89. According to the NRC report Science and Judgment in Risk Assessment (NRC, 1994), “[Standard] options are generic approaches, based on general scientific knowledge and policy judgment, that are applied to various elements of the risk- assessment process when the correct scientific model is unknown or uncertain.” The 1983 NRC report Risk Assessment in the Federal Government: Managing the Process defined the standard option as “the option chosen on the basis of risk assessment policy that appears to be the best choice in the absence of data to the contrary.” (NRC, 1983a, p. 63).

90. U.S. EPA. (2002). A Review of the Reference Dose and Reference Concentration Processes. U.S. Environmental Protection Agency, Risk Assessment Forum, EPA/630/P-02/002F. Washington, DC

91. EPA. Guidelines for Carcinogen Risk Assessment (2005). U.S. Environmental Protection Agency, Washington, DC, EPA/630/P- 03/001F. https://www.epa.gov/risk/guidelines-carcinogen-risk-assessment, (website), 12/1/2014.

92. EPA’s Integrated Risk Information System Glossary. http://ofmpub.epa.gov/sor_internet/registry/termreg/searchandretrieve/glossariesandkeywordlists/search.do?details=&glossar yName=IRIS%20Glossary (website), last accessed 12/1/2014.

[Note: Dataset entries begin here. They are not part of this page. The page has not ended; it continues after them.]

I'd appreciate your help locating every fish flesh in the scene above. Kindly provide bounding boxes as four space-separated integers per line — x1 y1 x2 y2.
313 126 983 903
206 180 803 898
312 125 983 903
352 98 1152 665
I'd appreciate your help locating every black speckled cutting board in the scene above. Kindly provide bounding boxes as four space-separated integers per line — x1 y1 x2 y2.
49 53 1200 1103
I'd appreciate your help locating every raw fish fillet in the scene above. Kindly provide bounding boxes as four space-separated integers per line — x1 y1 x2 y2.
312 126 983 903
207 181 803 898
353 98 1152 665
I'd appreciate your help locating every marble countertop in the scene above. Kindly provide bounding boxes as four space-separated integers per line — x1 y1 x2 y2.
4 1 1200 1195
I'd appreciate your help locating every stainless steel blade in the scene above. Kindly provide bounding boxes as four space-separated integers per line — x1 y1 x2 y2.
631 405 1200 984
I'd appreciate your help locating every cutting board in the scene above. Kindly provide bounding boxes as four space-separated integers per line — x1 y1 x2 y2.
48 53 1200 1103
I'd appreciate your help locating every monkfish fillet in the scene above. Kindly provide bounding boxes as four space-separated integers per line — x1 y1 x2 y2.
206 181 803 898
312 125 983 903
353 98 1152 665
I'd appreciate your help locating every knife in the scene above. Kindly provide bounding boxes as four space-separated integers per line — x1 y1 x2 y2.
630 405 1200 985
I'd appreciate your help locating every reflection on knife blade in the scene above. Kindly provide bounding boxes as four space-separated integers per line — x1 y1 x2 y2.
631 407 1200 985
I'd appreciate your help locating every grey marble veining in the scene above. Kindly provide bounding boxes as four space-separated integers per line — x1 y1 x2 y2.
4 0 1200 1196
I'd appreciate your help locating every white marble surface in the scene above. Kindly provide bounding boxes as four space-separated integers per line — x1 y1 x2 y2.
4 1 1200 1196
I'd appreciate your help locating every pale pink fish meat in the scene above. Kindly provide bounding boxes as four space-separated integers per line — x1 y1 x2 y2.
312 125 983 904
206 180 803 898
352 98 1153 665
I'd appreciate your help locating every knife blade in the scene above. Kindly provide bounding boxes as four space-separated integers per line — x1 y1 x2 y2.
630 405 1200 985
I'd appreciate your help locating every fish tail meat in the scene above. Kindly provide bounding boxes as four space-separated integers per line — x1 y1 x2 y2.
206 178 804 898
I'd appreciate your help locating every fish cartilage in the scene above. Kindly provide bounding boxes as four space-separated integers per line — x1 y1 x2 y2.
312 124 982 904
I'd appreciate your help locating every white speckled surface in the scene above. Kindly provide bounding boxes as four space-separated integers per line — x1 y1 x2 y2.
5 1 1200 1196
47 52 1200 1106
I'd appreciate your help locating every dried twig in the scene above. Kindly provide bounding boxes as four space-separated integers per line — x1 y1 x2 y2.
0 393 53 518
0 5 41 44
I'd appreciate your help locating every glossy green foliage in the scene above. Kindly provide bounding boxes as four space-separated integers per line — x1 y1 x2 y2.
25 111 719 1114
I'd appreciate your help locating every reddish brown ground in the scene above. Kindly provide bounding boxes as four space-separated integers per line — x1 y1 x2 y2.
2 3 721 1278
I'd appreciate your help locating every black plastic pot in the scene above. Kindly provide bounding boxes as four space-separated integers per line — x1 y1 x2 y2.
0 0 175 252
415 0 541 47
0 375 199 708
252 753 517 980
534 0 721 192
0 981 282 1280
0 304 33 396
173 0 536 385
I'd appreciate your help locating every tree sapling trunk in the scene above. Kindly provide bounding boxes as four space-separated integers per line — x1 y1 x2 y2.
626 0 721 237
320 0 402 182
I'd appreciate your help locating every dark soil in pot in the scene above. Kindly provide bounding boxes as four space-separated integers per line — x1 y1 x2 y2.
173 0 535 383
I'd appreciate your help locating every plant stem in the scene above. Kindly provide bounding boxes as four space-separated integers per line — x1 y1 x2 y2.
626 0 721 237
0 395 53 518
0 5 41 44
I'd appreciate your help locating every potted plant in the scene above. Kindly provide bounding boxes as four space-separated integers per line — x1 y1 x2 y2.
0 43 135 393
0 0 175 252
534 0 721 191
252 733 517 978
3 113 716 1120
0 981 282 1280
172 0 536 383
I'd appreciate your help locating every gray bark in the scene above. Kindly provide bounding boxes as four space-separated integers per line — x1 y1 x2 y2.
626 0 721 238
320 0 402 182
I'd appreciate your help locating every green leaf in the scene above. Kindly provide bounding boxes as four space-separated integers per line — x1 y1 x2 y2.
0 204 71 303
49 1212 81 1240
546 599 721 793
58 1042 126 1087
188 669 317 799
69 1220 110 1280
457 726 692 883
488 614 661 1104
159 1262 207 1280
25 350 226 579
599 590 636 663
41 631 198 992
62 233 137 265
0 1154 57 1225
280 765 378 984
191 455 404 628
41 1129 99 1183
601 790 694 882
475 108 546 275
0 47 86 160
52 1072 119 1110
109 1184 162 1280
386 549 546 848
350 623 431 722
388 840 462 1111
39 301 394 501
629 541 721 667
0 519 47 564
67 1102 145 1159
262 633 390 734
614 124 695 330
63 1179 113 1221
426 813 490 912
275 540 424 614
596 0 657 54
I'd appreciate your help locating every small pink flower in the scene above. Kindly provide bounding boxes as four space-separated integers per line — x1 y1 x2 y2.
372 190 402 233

93 According to the NRC report Science and Judgment in Risk Assessment (NRC, 1994) “[Default] options are generic approaches, based on general scientific knowledge and policy judgment, that are applied to various elements of the risk- assessment process when the correct scientific model is unknown or uncertain.” The 1983 NRC report Risk Assessment in the Federal Government: Managing the Process defined default option as “the option chosen on the basis of risk assessment policy that appears to be the best choice in the absence of data to the contrary” (NRC, 1983a, p. 63). Therefore, default options are not rules that bind the agency; rather, the agency may depart from them in evaluating the risks posed by a specific substance when it believes this to be appropriate. In keeping with EPA’s goal of protecting public health and the environment, default assumptions are used to ensure that risk to chemicals is not underestimated. See U.S. EPA. (2002). A Review of the Reference Dose and Reference Concentration Processes. U.S. Environmental Protection Agency, Risk Assessment Forum, EPA/630/P- 02/002F. Washington, DC.